According to Glen Whittaker, a former spokesperson for the organization in the United Kingdom, Elan Vital no longer has any connection to its originally Hindu or Sikh religious background. The Historical Dictionary of New Religious Movements states that Elan Vital insists that it is not a religion and that Maharaji's teachings are independent of culture and by no means bound to the traditions of India. Elan Vital, Inc. in the U.S. is registered as a 501(c)(3) non-profit organization. It has been labelled a "church" in reference to its tax status. Its 2005 articles of incorporation described its purpose as performing "religious, charitable and educational activities". The Elan Vital website states that Elan Vital ceased operations in 2010, and has been succeeded by new entities such as Words of Peace International, Inc.

==History==

The organization was originally incorporated in the U.S. in 1971 as the Divine Light Mission as a non-profit corporation and in 1974 was recognized as a religious organization by the United States Internal Revenue Service under section 501(c)(3). The organization changed its name to Elan Vital in 1983, by filing an entity name change. Elan Vital states in its website that the name was changed to remove Indian labels and to present Maharaji's message in a manner more congruent with Western culture.

The Elan Vital organization in the United Kingdom changed its name to HDSK (Human Development through Self Knowledge) at the end of 2009. In April 2010, the Elan Vital website announced that Elan Vital had stopped collecting donations and would cease operations in 2010, to be succeeded by entities such as Words of Peace International, Inc., a new US 501(c)(3) organization "closely aligned with Words of Peace Global (WOPG), the international charitable foundation that promotes Maharaji's message of peace".

== Purpose ==
The United States Elan Vital organization provided support for the dissemination and archiving of materials containing Prem Rawat's message. They say that their materials reach a global audience in 80 countries in more than 60 languages. They also state that Prem Rawat receives no compensation from Elan Vital, and that the organization is supported by voluntary contributions and sales of its materials.

The Elan Vital organizations in the United Kingdom and Australia are a registered charity and a non-profit, respectively, with aims and objectives similar to their U.S. counterpart. There are also Elan Vital organizations in Spain and Switzerland.

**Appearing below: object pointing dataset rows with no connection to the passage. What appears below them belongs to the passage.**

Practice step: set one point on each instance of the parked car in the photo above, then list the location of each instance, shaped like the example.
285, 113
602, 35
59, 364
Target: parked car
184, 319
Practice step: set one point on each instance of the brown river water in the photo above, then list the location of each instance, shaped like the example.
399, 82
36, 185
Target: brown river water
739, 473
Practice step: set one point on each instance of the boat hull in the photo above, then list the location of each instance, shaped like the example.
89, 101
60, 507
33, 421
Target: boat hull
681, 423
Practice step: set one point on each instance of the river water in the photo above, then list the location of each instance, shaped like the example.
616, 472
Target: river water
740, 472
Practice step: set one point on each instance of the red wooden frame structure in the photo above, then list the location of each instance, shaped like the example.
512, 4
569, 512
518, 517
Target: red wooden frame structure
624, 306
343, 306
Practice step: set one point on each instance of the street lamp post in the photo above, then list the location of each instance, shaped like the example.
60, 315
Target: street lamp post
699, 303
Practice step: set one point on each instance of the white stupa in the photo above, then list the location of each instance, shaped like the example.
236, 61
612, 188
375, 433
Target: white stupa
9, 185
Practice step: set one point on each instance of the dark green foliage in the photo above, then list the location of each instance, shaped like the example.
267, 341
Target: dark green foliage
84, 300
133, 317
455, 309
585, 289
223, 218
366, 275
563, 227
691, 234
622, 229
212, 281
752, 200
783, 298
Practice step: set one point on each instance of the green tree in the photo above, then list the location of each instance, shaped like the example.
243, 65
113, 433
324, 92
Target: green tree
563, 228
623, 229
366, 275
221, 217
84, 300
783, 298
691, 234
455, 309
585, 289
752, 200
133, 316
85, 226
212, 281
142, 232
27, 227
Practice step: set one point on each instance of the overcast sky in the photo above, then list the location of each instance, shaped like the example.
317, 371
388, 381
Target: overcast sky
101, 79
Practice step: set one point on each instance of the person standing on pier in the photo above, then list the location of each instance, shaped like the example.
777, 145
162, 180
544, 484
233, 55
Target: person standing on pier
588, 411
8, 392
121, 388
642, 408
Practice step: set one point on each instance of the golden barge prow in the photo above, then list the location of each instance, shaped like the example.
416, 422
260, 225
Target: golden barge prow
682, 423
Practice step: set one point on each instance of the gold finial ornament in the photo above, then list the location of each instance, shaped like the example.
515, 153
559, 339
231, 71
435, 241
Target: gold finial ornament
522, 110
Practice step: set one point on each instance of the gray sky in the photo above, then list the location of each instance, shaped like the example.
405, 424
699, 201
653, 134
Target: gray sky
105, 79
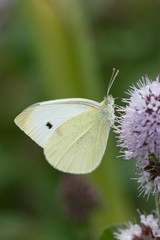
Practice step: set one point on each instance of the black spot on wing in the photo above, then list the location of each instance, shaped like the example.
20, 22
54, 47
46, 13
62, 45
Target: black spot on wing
49, 125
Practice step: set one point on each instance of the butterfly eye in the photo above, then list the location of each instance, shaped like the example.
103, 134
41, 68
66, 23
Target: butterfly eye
49, 125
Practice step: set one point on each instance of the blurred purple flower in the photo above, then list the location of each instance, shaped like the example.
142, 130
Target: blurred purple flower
79, 197
147, 230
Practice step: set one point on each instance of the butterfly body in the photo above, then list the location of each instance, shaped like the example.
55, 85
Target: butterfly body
73, 132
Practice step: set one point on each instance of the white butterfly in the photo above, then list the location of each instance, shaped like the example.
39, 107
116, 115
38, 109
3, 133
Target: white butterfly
73, 132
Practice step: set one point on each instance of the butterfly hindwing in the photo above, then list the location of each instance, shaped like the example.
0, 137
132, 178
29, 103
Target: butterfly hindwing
39, 121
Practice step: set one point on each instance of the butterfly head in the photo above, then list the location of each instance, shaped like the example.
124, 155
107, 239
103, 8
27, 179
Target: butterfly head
108, 109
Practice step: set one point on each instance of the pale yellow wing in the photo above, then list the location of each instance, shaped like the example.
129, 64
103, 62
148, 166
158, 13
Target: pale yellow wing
78, 145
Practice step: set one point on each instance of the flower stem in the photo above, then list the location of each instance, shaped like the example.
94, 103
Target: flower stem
157, 199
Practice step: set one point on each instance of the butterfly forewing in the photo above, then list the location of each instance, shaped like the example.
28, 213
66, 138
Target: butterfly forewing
39, 121
78, 145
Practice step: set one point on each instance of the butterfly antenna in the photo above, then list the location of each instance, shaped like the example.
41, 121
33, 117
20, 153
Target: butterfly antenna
113, 77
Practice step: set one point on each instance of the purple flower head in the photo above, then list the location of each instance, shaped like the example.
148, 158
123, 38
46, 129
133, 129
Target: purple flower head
140, 122
149, 178
148, 229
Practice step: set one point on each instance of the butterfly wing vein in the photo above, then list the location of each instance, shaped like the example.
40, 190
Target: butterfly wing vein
78, 145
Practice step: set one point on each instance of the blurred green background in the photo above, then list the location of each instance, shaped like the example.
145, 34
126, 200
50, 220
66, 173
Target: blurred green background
53, 49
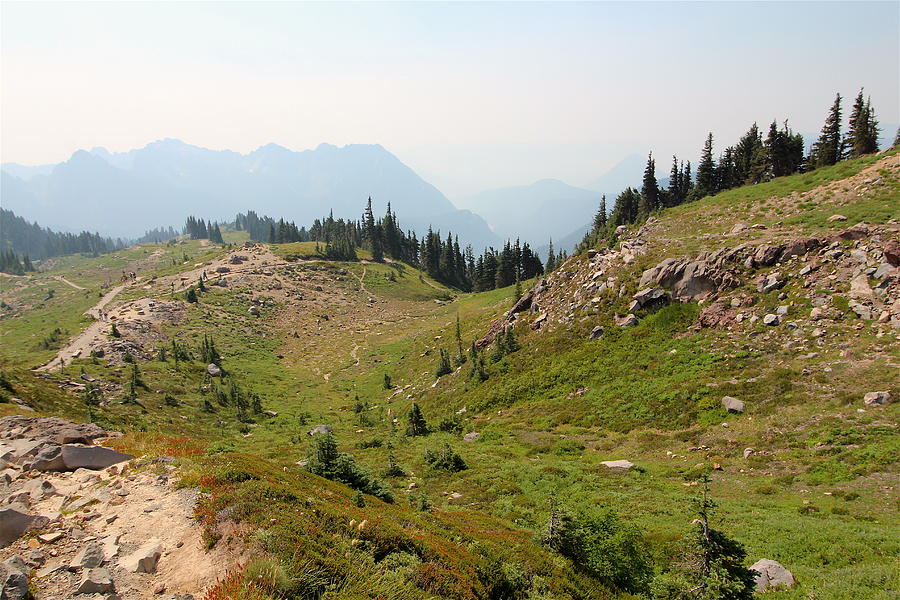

Persons who have been taught Maharaji's techniques can apply and receive a Smartcard, issued by Elan Vital in the U.S., that is used to facilitate admittance to events in which the techniques of Knowledge are reviewed, or to gain access to events designed specifically for people that have received such techniques.

==Reception==

Ron Geaves, a professor of religion at Liverpool Hope University in England and follower of Prem Rawat, says
Elan Vital was established to more effectively promote Maharaji's teachings in a way that was free from any particular religious or cultural association.

Sociologist Stephen J. Hunt, writes
For Elan Vital, the emphasis is on individual, subjective experience, rather than on a body of dogma. The teachings provide a kind of practical mysticism. Maharaji speaks not of God, but of the god or divinity within, the power that gives existence. He has occasionally referred to the existence of the two gods—the one created by humankind and the one which creates humankind. Although such references apparently suggest an acceptance of a creative, loving power, he distances himself and his teachings from any concept of religion...deliberately keeping a low profile has meant that the movement has generally managed to escape the gaze of publicity that surrounds other NRMs.

Elan Vital was listed as a cult in a 1996 French parliamentary commission report. The report was compiled by the general information division of the French National Police (Renseignements généraux) with the help of cult-watching groups. This list has no official statutory or regulatory authority, and in May 2005 the former prime minister Jean-Pierre Raffarin issued a circular indicating that the parliamentary report should no longer be used to identify cults. A 1998 article in Rocky Mountain News referred to Elan Vital as a "cult". In 2002 an article by the Australian Associated Press referred to the organization as the "Elan Vital cult."